Мари рисует
Там, к русской печке боком прислонясь, ведут подушки с пледом разговоры.
За письменным столом сидит Мари, лежит тихонько пыль на книжной полке. Дождю мешают падать фонари. Мари мешают думы об уборке.
Закончились подарки сентября и яблоки в вареньях у хозяек.
Мари рисует море, крики чаек и всполохи сознания вдали.
Хлеб созревает в печке, вырастая, скребутся мыши в недрах чердака, легко скользит по кисточке рука, бумага медленно темнеет, намокая.
Маяк Толбу;хин видит сны Кронштадта, Балтийский ветер теребит ресницы.
Волна от ног Мари бежит лохмато.
Восток и запад спорят про границы.
Судачат бабушки за чаем у соседки, в кого такая уродилась? Не понять. Отец был работягой. Домоседкой, хозяйственной и умной была мать.

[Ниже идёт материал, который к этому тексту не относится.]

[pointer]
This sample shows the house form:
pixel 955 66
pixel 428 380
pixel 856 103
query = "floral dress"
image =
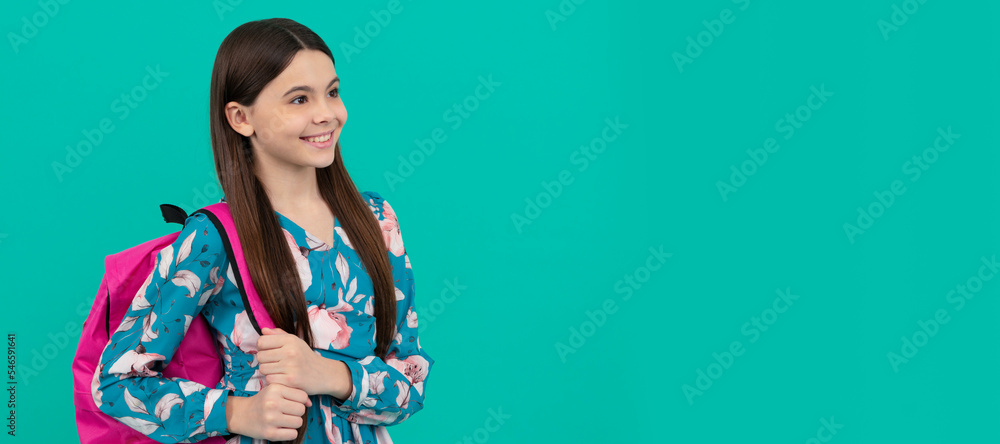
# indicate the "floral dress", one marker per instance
pixel 192 276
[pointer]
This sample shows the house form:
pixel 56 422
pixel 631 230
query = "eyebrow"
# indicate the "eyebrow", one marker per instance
pixel 307 88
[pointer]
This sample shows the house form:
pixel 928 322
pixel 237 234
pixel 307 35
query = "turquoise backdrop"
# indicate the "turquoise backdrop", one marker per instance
pixel 693 222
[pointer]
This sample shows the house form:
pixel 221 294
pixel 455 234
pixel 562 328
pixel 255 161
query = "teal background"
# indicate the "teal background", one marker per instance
pixel 527 288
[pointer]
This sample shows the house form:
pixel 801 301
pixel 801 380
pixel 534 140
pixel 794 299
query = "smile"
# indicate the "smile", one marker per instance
pixel 320 138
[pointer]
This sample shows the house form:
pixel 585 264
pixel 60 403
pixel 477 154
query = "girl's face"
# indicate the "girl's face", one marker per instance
pixel 297 118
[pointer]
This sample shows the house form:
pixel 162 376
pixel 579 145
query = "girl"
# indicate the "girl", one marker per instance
pixel 345 360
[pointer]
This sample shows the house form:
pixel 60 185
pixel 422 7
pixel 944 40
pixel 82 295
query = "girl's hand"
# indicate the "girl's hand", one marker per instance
pixel 274 413
pixel 286 359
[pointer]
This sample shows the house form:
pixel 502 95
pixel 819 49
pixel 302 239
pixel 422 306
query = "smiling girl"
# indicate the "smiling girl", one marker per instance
pixel 327 261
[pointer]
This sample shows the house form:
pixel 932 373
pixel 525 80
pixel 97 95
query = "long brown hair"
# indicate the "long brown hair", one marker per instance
pixel 250 57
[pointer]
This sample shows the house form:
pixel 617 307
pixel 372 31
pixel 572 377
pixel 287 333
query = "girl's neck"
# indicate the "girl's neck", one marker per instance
pixel 291 190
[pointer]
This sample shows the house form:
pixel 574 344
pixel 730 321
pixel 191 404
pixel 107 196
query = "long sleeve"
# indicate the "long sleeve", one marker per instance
pixel 130 387
pixel 390 391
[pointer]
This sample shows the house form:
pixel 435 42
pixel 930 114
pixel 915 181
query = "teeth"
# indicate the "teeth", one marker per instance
pixel 319 139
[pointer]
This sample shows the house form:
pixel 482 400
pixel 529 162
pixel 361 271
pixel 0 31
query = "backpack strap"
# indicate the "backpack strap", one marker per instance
pixel 223 220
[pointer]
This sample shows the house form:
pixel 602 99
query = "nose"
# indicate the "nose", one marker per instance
pixel 324 113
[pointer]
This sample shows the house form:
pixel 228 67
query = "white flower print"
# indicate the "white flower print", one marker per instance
pixel 301 261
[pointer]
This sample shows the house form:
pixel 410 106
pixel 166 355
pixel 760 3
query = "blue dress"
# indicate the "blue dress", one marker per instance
pixel 338 294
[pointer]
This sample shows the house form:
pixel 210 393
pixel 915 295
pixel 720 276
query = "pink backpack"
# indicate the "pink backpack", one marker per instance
pixel 198 356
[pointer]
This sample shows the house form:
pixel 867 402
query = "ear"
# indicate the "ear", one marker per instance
pixel 237 115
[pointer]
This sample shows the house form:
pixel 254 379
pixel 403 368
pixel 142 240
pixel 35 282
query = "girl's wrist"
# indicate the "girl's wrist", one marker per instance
pixel 234 411
pixel 340 384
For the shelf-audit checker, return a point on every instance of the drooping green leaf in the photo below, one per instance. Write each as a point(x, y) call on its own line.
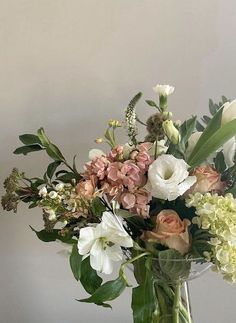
point(27, 149)
point(89, 277)
point(52, 168)
point(214, 142)
point(211, 128)
point(75, 262)
point(54, 152)
point(173, 264)
point(107, 292)
point(219, 161)
point(144, 301)
point(43, 138)
point(29, 139)
point(53, 235)
point(97, 206)
point(152, 103)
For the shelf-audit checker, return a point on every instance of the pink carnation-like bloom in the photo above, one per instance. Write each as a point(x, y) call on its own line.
point(97, 167)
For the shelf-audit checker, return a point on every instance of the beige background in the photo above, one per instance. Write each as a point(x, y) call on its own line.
point(69, 66)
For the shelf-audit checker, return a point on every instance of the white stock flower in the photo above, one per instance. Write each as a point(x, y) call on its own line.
point(229, 112)
point(158, 148)
point(169, 178)
point(52, 195)
point(43, 192)
point(103, 242)
point(163, 90)
point(59, 186)
point(95, 153)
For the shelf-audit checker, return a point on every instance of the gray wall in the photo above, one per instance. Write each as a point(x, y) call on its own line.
point(70, 65)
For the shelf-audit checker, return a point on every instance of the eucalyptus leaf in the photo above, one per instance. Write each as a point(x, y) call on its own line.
point(75, 262)
point(27, 149)
point(52, 168)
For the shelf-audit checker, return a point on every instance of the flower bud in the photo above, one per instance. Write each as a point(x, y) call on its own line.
point(98, 140)
point(171, 131)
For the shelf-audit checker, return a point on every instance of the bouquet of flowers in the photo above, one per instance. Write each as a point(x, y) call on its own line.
point(159, 205)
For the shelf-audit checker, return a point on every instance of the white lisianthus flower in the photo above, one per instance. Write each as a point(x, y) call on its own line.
point(168, 177)
point(229, 112)
point(60, 186)
point(52, 195)
point(95, 153)
point(43, 192)
point(103, 242)
point(163, 90)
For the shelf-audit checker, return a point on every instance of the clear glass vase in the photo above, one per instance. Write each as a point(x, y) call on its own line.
point(171, 289)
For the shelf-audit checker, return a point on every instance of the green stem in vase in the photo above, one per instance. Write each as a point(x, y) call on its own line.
point(176, 304)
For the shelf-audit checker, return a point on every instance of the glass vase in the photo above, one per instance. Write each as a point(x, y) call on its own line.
point(172, 291)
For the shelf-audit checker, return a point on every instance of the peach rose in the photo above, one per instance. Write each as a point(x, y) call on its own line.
point(208, 180)
point(170, 231)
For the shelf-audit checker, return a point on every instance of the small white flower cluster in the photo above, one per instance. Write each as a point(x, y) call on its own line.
point(217, 214)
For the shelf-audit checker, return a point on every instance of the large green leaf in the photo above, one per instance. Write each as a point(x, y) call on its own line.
point(211, 128)
point(89, 277)
point(27, 149)
point(214, 142)
point(53, 235)
point(75, 262)
point(107, 292)
point(29, 139)
point(173, 264)
point(144, 301)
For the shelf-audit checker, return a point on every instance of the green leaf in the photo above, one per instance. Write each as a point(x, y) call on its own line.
point(29, 139)
point(27, 149)
point(107, 292)
point(173, 264)
point(97, 206)
point(144, 301)
point(68, 177)
point(89, 277)
point(53, 235)
point(211, 128)
point(75, 262)
point(215, 141)
point(52, 168)
point(219, 161)
point(186, 129)
point(152, 104)
point(43, 138)
point(54, 152)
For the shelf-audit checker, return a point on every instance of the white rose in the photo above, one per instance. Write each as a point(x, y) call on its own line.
point(95, 153)
point(43, 192)
point(169, 178)
point(163, 90)
point(229, 112)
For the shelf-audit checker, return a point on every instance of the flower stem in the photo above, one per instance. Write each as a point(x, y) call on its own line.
point(176, 304)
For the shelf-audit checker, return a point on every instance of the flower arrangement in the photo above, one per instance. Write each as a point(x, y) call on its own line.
point(160, 204)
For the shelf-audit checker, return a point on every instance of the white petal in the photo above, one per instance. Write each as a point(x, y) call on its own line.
point(86, 240)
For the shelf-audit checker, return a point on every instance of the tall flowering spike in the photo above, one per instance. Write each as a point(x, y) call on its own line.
point(130, 118)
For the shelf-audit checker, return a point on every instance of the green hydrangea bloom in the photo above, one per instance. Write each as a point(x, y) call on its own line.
point(217, 214)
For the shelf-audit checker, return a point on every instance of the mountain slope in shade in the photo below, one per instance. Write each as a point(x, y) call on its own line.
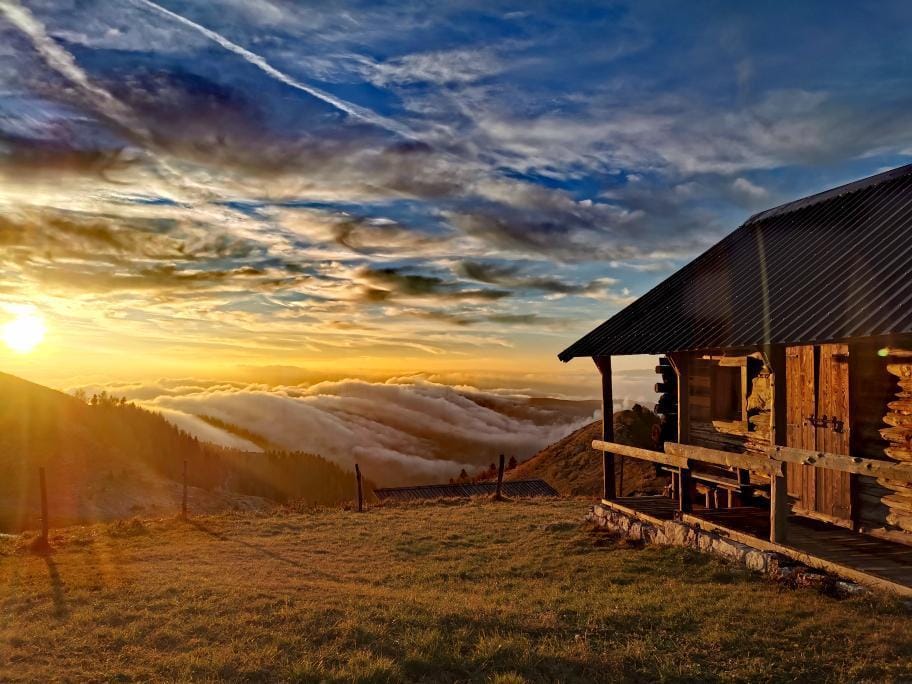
point(114, 460)
point(101, 463)
point(574, 468)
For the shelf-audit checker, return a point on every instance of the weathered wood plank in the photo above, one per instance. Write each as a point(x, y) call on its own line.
point(901, 472)
point(778, 509)
point(724, 458)
point(637, 452)
point(603, 363)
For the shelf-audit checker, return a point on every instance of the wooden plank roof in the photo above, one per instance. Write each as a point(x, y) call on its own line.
point(511, 488)
point(830, 267)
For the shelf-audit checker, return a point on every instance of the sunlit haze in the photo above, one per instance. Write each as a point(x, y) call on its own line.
point(248, 190)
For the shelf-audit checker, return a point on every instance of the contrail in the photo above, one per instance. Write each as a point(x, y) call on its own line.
point(259, 62)
point(63, 63)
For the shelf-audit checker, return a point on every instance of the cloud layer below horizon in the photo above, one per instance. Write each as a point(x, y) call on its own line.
point(401, 431)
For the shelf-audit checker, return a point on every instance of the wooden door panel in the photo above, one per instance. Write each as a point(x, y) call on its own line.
point(800, 406)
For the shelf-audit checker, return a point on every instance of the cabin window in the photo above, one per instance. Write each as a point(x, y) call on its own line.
point(727, 393)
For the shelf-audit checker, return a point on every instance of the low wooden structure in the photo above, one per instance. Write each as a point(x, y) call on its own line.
point(786, 372)
point(508, 488)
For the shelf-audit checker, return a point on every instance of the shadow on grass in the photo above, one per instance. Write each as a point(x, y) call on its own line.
point(61, 609)
point(259, 549)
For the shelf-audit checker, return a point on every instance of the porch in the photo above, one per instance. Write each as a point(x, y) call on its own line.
point(873, 561)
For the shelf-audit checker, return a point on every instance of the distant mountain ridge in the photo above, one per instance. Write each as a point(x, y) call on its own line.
point(112, 460)
point(574, 468)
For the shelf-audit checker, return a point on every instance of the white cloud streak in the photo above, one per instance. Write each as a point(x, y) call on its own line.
point(260, 62)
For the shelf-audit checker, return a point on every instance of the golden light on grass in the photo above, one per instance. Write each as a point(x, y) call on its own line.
point(24, 332)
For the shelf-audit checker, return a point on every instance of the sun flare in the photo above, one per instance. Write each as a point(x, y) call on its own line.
point(24, 333)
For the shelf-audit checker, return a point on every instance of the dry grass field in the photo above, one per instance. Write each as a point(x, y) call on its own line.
point(474, 591)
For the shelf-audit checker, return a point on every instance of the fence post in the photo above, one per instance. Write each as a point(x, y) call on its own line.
point(499, 480)
point(184, 501)
point(360, 491)
point(44, 515)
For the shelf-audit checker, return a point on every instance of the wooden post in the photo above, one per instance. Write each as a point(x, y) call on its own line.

Косматым покрывалом сизый лес трещит костями онемевших веток, в полях сугробы ростом с человека, а на краю оврага — человек.
Мари стоит, не замечая ветра, Мари рисует Зимние долины, и кончик носа отливает синим, как небо в дымке облачных прорех.
Медведь берлогу греет под ногами, остановился лось в пяти шагах. И волки обегают впопыхах овраг, чтобы не сделаться щенками.
Мари рисует снег, тропу на снеге. Мари рисует домик в три окошка.
Там бабушка, там печка, хлеб и кошка.
Подушки, плед и думы о ночлеге.
Судачат тетушки — зачем зимой в снегах Мари бродила, взяв карандаши.
Что нужно для ее больной души?
В каких она запуталась мечтах?
И ей бы лучше в Питер иль в столицу,
Наш городок не даст расти таланту…
Там, может быть, найти ей музыканта,
А лучше посетить бы ей больницу…
Мари рисует пальмы и дельфинов,
Уютное кафе на берегу. Мари привычно прикрывает спину, чтоб крылья не поранить о молву.
Мари рисует латте и бариста. Фонарики раскачивает бриз.
И пахнет кофе верой оптимиста.
И ждёт известий новых оптимист.
Мари рисует, берег оживает. Вселенная глядит через плечо — под кистью демиурга созревает пространства-времени еще один клочок.